The Commission's investigation was sparked by a 2013 complaint from FairSearch, whose members include Oracle and Nokia and previously included Microsoft. The group is spearheaded by Thomas Vinje, a campaigning lawyer whose complaints helped fuel an EU antitrust battle against Microsoft in the early 2000s.


Sharing revenues


The Commission’s reading that Google’s revenue-sharing agreements amounted to a form of exclusivity rebate could be one of the more vulnerable parts of the Commission’s decision that Luxembourg will judge next week.

“The EU courts are concerned that the Commission is not properly discharging its burden of proof when it comes to showing anti-competitive effects,” Auer said, referring to the recent EU court losses against Intel and Qualcomm, both cases of which involved rebate payments to buyers for exclusive deals.

“The key question is the extent to which the coverage of those revenue-share agreements is sufficient to qualify as an infringement,” said FairSearch's Vinje. “It’ll be interesting to see how the court writes that up, since the evidence is confidential.”

Vinje also warned that the EU’s investigation into Google’s anti-competitive conduct may also have run into “procedural issues” akin to the Intel and Qualcomm cases — a plea raised by Google as part of a September hearing.

As part of the five-day showdown, Google said its rights of defense had been infringed upon as part of the Commission’s lackluster following of protocol. The company’s lawyers accused Brussels of not transcribing interviews properly, thereby hindering Google from rebutting any claims made by rivals in closed-door talks.


The DMA remedy


Google was ordered to remedy its anticompetitive harm over mobile apps for search and in 2018 introduced a choice screen for search apps to bid to be shown as an alternative to Google's search app on new phones.

Competing firms in the search business are now relying on the European Union’s recently adopted Digital Markets Act (DMA) to ensure they get the changes they originally sought, almost a decade after FairSearch’s original complaint was filed


Smaller rivals Qwant and DuckDuckGo complained that this didn't go far enough to give them a chance to take on Google's power over apps. While Google was eventually forced to ditch a paid auction system, the Commission didn't bow to rivals in overhauling the choice screen system completely or rolling it out to all phones or devices.

"DG COMP never consulted us proactively on the remedies. We had to publicly ask for it in an open letter,” a DuckDuckGo spokesperson said. “This ultimately led to limited improvements but since then we've had a constructive working relationship."
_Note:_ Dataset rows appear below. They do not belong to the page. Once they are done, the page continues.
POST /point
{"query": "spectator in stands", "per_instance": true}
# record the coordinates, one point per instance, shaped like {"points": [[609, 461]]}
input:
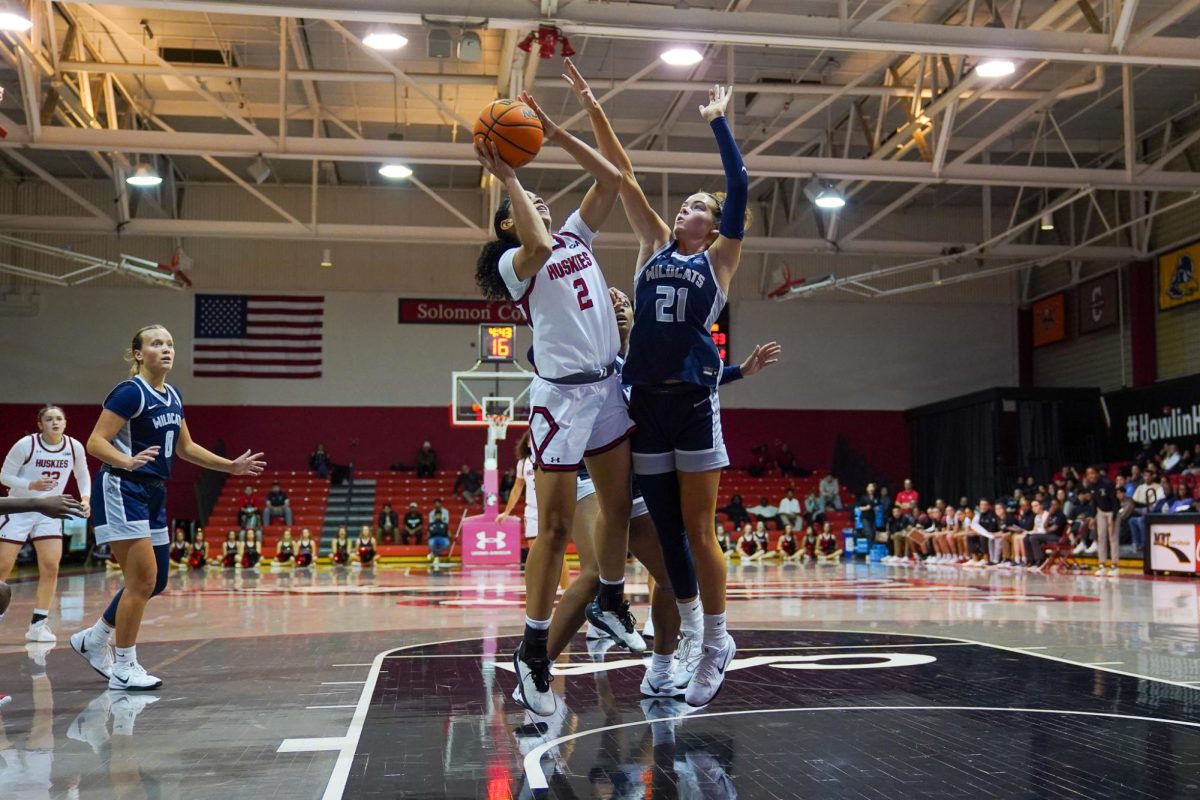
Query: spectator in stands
{"points": [[785, 459], [414, 525], [468, 485], [1048, 527], [765, 511], [867, 505], [789, 509], [247, 507], [736, 511], [814, 509], [787, 548], [286, 551], [831, 492], [828, 547], [897, 531], [426, 461], [439, 519], [340, 551], [277, 505], [389, 524], [318, 461], [748, 546], [907, 498]]}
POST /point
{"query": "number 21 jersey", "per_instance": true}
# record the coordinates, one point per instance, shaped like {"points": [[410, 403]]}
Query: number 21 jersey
{"points": [[151, 417]]}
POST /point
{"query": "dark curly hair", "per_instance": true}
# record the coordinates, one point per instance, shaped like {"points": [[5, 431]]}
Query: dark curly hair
{"points": [[487, 268]]}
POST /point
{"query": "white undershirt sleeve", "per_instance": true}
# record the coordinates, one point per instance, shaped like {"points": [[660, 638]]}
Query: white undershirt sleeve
{"points": [[21, 452], [83, 476]]}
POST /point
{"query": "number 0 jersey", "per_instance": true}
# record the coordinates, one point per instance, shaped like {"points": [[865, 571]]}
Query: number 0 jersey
{"points": [[31, 458], [676, 301], [151, 417], [567, 304]]}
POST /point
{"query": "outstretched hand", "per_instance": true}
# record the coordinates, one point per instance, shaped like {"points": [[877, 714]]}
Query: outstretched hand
{"points": [[579, 85], [247, 464], [762, 356], [490, 157], [718, 102], [549, 127]]}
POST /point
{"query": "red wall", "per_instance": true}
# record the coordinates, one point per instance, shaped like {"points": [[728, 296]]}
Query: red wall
{"points": [[387, 434]]}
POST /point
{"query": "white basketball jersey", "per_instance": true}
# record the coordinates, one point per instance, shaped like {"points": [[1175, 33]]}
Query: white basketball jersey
{"points": [[567, 304], [31, 458], [526, 470]]}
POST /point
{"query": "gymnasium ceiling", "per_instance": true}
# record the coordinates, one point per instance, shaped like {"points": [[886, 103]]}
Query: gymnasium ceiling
{"points": [[1097, 122]]}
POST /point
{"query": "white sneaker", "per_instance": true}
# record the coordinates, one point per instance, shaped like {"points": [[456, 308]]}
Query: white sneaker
{"points": [[684, 661], [41, 632], [99, 657], [533, 685], [126, 708], [659, 685], [619, 625], [709, 673], [132, 678]]}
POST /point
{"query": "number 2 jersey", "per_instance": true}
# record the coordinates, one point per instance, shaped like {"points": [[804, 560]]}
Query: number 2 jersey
{"points": [[676, 301], [31, 458], [151, 417], [567, 304]]}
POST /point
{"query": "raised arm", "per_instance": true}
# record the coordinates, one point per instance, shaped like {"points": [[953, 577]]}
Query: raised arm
{"points": [[598, 202], [649, 228], [726, 251]]}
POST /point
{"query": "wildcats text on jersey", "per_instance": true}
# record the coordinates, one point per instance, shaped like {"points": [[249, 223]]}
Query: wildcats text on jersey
{"points": [[665, 271]]}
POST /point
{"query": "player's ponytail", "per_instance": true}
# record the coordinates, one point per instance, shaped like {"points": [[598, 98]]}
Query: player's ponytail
{"points": [[135, 365], [487, 269]]}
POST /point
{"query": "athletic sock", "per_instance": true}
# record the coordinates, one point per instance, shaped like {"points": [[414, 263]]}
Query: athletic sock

“The problem was that they didn't have a good remedy because they told Google to solve the problem itself,” added Alexandre De Streel, academic director at the Centre on Regulation in Europe (CERRE), whose members include Google and Microsoft, but also smaller companies such as DuckDuckGo.

Competing firms in the search business are now relying on the European Union’s recently adopted Digital Markets Act (DMA) to ensure they get the changes they originally sought, almost a decade after FairSearch’s original complaint was filed.

The rules — which will enter into force later this year — include forcing so-called gatekeepers such as Google to implement choice screens that allow users to change default settings when they first use a new system, as well as the obligation for firms not to prevent users from un-installing apps on their operating systems. Both concepts stem from the Android case.

“What the court will say next week could be interesting in interpreting those provisions,” De Streel said. “However, if the Commission loses aspects of the case, I don’t think it undermines the DMA, because it’s a different legal instrument that has the objective of ensuring contestability and fairness.”

For Vinje, the DMA is the ultimate answer.

"If the Commission were to lose on some of this, the DMA will kick in in the not-too-distant future and it’ll prohibit a lot of the same abuses,” he said.

The case number for the Google Android judgment is T-604/18.